Dua karakteristik model ini, selektivitas dan elitisme, yang berkembang dalam konteks
kompetitif, diperkuat oleh "jarak kekuasaan tinggi" Prancis (Hofstede, 1991), yang cenderung
mendukung budaya manajemen otoriter dan sistem pendidikan di mana "diajarkan"
menerima pengetahuan sebagai kebenaran untuk tidak dipertanyakan. Akibatnya, mereka
yang berhasil dan mengakses aGrande Ecole adalah "siswa yang baik," mampu secara
intelektual tetapi dengan penyelidikan atau visi pribadi yang minimal dan yang tujuannya
terutama untuk memperoleh gelar mereka. Gelar, pada gilirannya, akan memungkinkan
mereka untuk masuk ke pasar kerja dalam posisi berkuasa atas manfaat perjalanan
akademis mereka. Peringkat di lima besar PrancisGrandes Ecoles dalam pendidikan
manajemen, EDHEC Business School menawarkan gelar master kepada siswa yang dipilih
karena kecemerlangan akademis mereka dan potensi mereka untuk memegang posisi
manajemen dalam perusahaan global terkemuka.
Pada bulan November 2002, dewan direksi sekolah menominasikan tim fakultas
dari Kompetensi Manajerial dan Ketua Kepemimpinan yang baru dibentuk untuk
menjalankan fokus baru.tentang pembelajaran kepemimpinan dengan kompetensi
manajerial yang mendukung proses ini. Seperti kebanyakan sekolah bisnis, selain
kuliah formal, kompetensi manajerial hanya hadir secara diam-diam dalam desain
kurikuler EDHEC sebelum inisiatif ini. Misalnya, tidak ada waktu atau tempat khusus
untuk membuat hubungan dengan apa yang telah diamati siswa pada kunjungan
perusahaan, teori dari kuliah mereka, magang, atau kesempatan untuk menanyai atau
merenungkan studi di luar negeri, proyek kewirausahaan, proyek pembangunan
berkelanjutan, atau pekerjaan kemanusiaan.

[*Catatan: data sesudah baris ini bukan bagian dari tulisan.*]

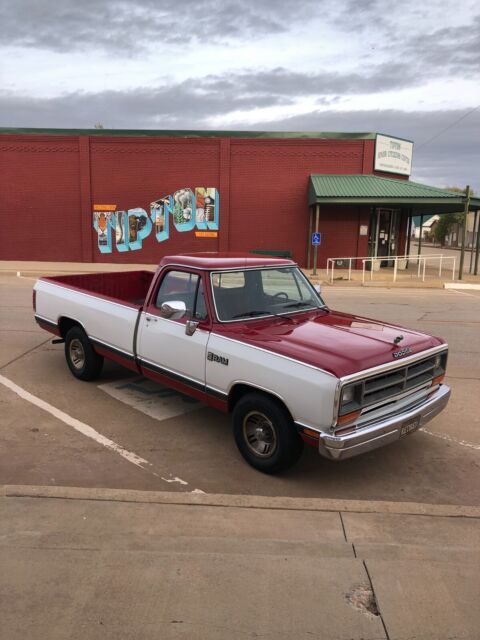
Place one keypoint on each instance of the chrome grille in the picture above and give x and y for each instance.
(384, 386)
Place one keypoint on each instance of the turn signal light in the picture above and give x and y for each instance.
(348, 417)
(342, 432)
(311, 433)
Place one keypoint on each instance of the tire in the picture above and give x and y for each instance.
(82, 360)
(264, 434)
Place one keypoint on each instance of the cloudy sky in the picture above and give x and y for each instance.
(409, 69)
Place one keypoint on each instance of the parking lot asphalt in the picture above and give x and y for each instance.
(80, 434)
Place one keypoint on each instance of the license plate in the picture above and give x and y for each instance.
(409, 426)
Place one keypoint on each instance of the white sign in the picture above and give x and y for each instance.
(393, 155)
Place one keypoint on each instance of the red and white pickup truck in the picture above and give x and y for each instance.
(251, 335)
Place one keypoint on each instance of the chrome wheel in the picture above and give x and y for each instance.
(260, 435)
(76, 354)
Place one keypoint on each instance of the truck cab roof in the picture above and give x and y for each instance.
(212, 261)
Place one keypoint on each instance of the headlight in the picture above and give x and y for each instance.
(348, 395)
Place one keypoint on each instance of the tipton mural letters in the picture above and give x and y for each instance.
(187, 209)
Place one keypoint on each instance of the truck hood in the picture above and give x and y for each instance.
(337, 342)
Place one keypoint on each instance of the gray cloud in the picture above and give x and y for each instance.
(131, 26)
(450, 159)
(196, 99)
(451, 49)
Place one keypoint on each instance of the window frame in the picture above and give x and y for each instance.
(153, 309)
(267, 315)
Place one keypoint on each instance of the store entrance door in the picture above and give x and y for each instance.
(384, 227)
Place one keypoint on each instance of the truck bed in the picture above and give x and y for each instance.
(120, 286)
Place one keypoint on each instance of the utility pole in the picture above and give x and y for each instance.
(464, 232)
(475, 218)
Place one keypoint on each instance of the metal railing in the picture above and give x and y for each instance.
(421, 260)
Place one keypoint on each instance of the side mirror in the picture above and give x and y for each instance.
(173, 310)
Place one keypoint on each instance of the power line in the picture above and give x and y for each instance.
(465, 115)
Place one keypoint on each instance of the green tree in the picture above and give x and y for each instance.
(444, 226)
(448, 220)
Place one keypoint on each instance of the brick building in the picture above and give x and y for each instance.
(134, 196)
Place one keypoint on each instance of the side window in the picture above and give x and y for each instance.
(200, 312)
(178, 285)
(186, 287)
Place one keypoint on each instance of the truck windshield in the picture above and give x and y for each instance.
(253, 293)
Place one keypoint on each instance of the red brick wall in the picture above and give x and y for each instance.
(48, 185)
(39, 198)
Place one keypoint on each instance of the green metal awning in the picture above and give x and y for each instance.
(374, 190)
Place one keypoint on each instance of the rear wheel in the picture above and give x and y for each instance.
(82, 360)
(265, 434)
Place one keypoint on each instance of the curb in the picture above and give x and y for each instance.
(453, 285)
(240, 502)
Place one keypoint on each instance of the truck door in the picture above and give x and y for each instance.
(167, 347)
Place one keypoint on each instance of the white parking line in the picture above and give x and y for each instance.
(444, 436)
(86, 430)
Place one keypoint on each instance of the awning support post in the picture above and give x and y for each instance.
(309, 239)
(477, 250)
(420, 243)
(315, 248)
(464, 232)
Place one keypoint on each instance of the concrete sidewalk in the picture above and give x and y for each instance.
(93, 563)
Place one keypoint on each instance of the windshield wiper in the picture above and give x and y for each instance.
(252, 314)
(299, 304)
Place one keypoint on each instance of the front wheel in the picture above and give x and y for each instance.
(82, 360)
(265, 434)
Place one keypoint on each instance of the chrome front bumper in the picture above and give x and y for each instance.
(382, 432)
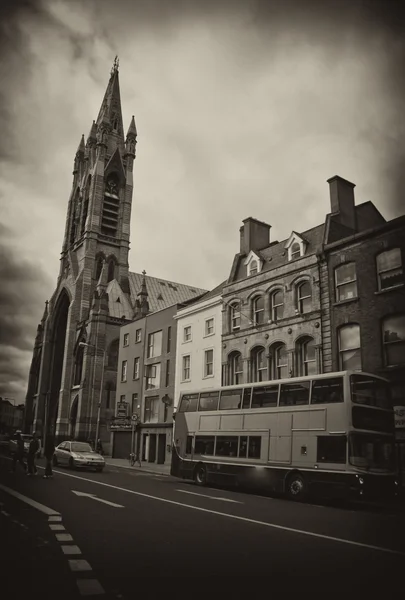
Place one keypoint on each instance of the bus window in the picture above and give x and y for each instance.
(293, 394)
(265, 396)
(247, 392)
(208, 401)
(204, 444)
(326, 391)
(331, 448)
(255, 442)
(243, 446)
(230, 399)
(189, 403)
(227, 446)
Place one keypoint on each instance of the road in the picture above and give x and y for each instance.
(130, 528)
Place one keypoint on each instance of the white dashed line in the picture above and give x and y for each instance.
(89, 587)
(71, 549)
(79, 565)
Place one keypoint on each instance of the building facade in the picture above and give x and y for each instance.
(198, 355)
(72, 379)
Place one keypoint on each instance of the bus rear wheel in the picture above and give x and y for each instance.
(200, 475)
(296, 487)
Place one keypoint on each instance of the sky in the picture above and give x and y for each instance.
(243, 108)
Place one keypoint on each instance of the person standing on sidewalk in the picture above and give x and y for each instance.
(49, 450)
(32, 453)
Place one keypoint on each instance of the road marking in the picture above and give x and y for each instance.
(245, 519)
(64, 537)
(79, 565)
(56, 527)
(71, 549)
(89, 587)
(33, 503)
(94, 497)
(210, 497)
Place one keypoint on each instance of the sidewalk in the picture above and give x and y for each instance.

Tim fakultas yang dinominasikan, dua di antaranya adalah penulis artikel
ini, memilih untuk menjauh dari pengajaran kepemimpinan formal lebih
lanjut dari model berbasis pakar yang ada. Kami merancang lokakarya dan
seminar kepemimpinan pembelajaran berdasarkan pengalaman dan, di atas
segalanya, menciptakan konteks untuk pembelajaran kepemimpinan melalui
inkuiri, pengetahuan diri, dan apresiasi terhadap keragaman. Tantangannya
adalah untuk membuat kompetensi intrinsik, namun dipahami secara diam-
diam, eksplisit untuk secara sengaja melibatkan siswa dalam
mengembangkannya. Dengan demikian, tim belajar (LTs) diciptakan sebagai
"wadah" (Isaacs, 1993) atau "ruang reseptif" (Baker, 2009; Baker, Jensen, &
Kolb, 2002) yang memungkinkan kualitas dan kepekaan refleksi yang
dibutuhkan untuk “belajar lebih dalam.” Lebih-lebih lagi,
Terlihat di dalamnyaGrande Ecoletradisi, menciptakan LTs adalah langkah
ambisius yang dihargai pada tahun 2005 oleh PrancisGrandes EcolesPiala
"Grand Prix" Sekolah Bisnis untuk Inovasi Pedagogis.
Mengingat sistem pendidikan Prancis yang terpusat dan berfokus pada pakar, mengadaptasi
pendekatan berbasis kompetensi pengalaman menciptakan tantangan sekaligus peluang.
Deskripsi singkat tentang tiga bidang yang secara khusus membutuhkan adaptasi diberikan
di bawah ini.
Menciptakan LearningTeam
di EDHEC Business School
Sekarang kita akan melanjutkan dengan menjelaskan program baru yang
dilembagakan di EDHEC Business School dimulai dengan peran Manajer
Pembelajaran (LM) visà-vis ringkasan pembelajaran dan pertemuan LM
seperti yang dilaporkan oleh LM, diikuti oleh pengalaman siswa dari log
pembelajaran mereka . Semua siswa baru menjadi anggota LT saat masuk
dalam program dan tetap berada di tim yang sama sampai lulus. Setiap LT
terdiri dari 12 siswa meskipun kelompok yang lebih kecil akan lebih disukai.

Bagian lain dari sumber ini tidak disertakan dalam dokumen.